Dwa doświadczenia człowieka radzieckiego lat dwudziestych i trzydziestych ubiegłego stulecia wydają mi się najbardziej formatywne. Po pierwsze, w konsekwencji gospodarki komunizmu wojennego i kolektywizacji wszystkich ludzi w ZSRR dotknęło materialne ubóstwo. Obok nędzy, nierzadko skrajnej nędzy - tylko na Ukrainie umarło z głodu 3-4 milionów w latach 1933-1935 - drugim najważniejszym doświadczeniem sowieckich obywateli (tym razem mam na uwadze nie tyle żołnierzy Armii Czerwonej, która weszła do Polski, co nadesłane z ZSRR w ślad za wojskiem kadry urzędnicze i partyjne) był terror, tak zwana wielka czystka i spowodowany nimi strach.

Fala represji określana tym terminem w drugiej połowie lat trzydziestych przetrzebiła sowiecki aparat partyjny i państwowy oraz korpus oficerski Armii Czerwonej i choć dla wielu otworzyła nieoczekiwane wcześniej perspektywy awansu, to dla wszystkich była równocześnie «memento mori», i to bez żadnej przenośni. W latach 1937-1938 NKWD, sowiecka policja polityczna, rozstrzelało lub zamęczyło w śledztwie od 700 do 800 tysięcy obywateli ZSRR. Stalin szczególnie wówczas prześladował elity partyjne, urzędnicze i wojskowe. Spośród 139 członków Komitetu Centralnego wybranych na XVII Zjeździe Partii w 1934 roku - potocznie zwanym "Zjazdem Zwycięzców" - 98 było już aresztowanych albo rozstrzelanych, kiedy delegaci na kolejny, XVIII Zjazd, zebrali się w Moskwie jesienią 1939 r.

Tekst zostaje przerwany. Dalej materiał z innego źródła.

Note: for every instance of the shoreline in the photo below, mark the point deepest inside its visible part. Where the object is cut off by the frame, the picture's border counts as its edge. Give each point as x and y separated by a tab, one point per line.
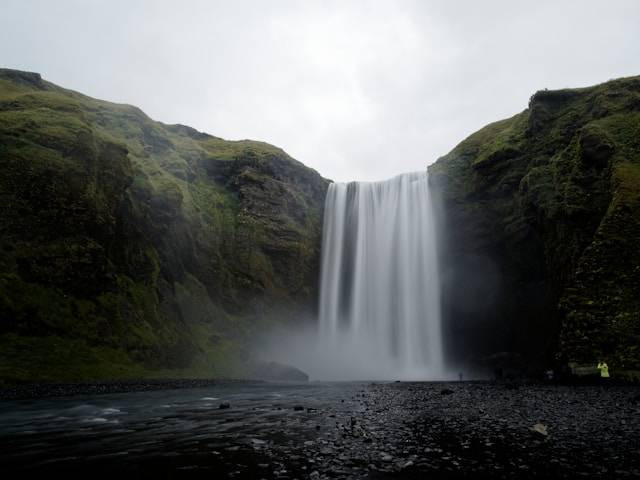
41	390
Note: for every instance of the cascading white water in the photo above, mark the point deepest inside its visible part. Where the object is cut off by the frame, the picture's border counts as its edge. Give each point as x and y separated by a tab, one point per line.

"Ruling serfs" [sprawujący władzę niewolnicy] - absolutni władcy w stosunku do podległych im pracowników i zarazem ludzie całkowicie bezbronni wobec stojących wyżej w hierarchii partyjno-urzędniczej - pisał o sowieckich aparatczykach historyk Rosji sowieckiej, Moshe Levin. Wprowadzony współcześnie termin prekariat idealnie pasuje do określenia sytuacji sowieckiego personelu partyjno-administracyjnego pozbawionego, zarówno na ziemiach okupowanych jak i na rdzennych obszarach ZSRR, jakichkolwiek gwarancji i zabezpieczeń. Wśród dokumentów dotyczących podboju polskich Kresów zachowanych w sowieckich archiwach znajdziemy opis awantury między pierwszym sekretarzem Komitetu Centralnego KP(b)U Nikitą Chruszczowem (1894-1971) i szefem tajnej policji (NKWD) na Ukrainie Iwanem Sierowem (1905-1990), która dobrze ilustruje to, co zostało powiedziane.*

* Jan Tomasz Gross, "Opowieści kresowe 1939-1941: Prekariat", Wydawnictwo Austeria, 2021, s. 7-9.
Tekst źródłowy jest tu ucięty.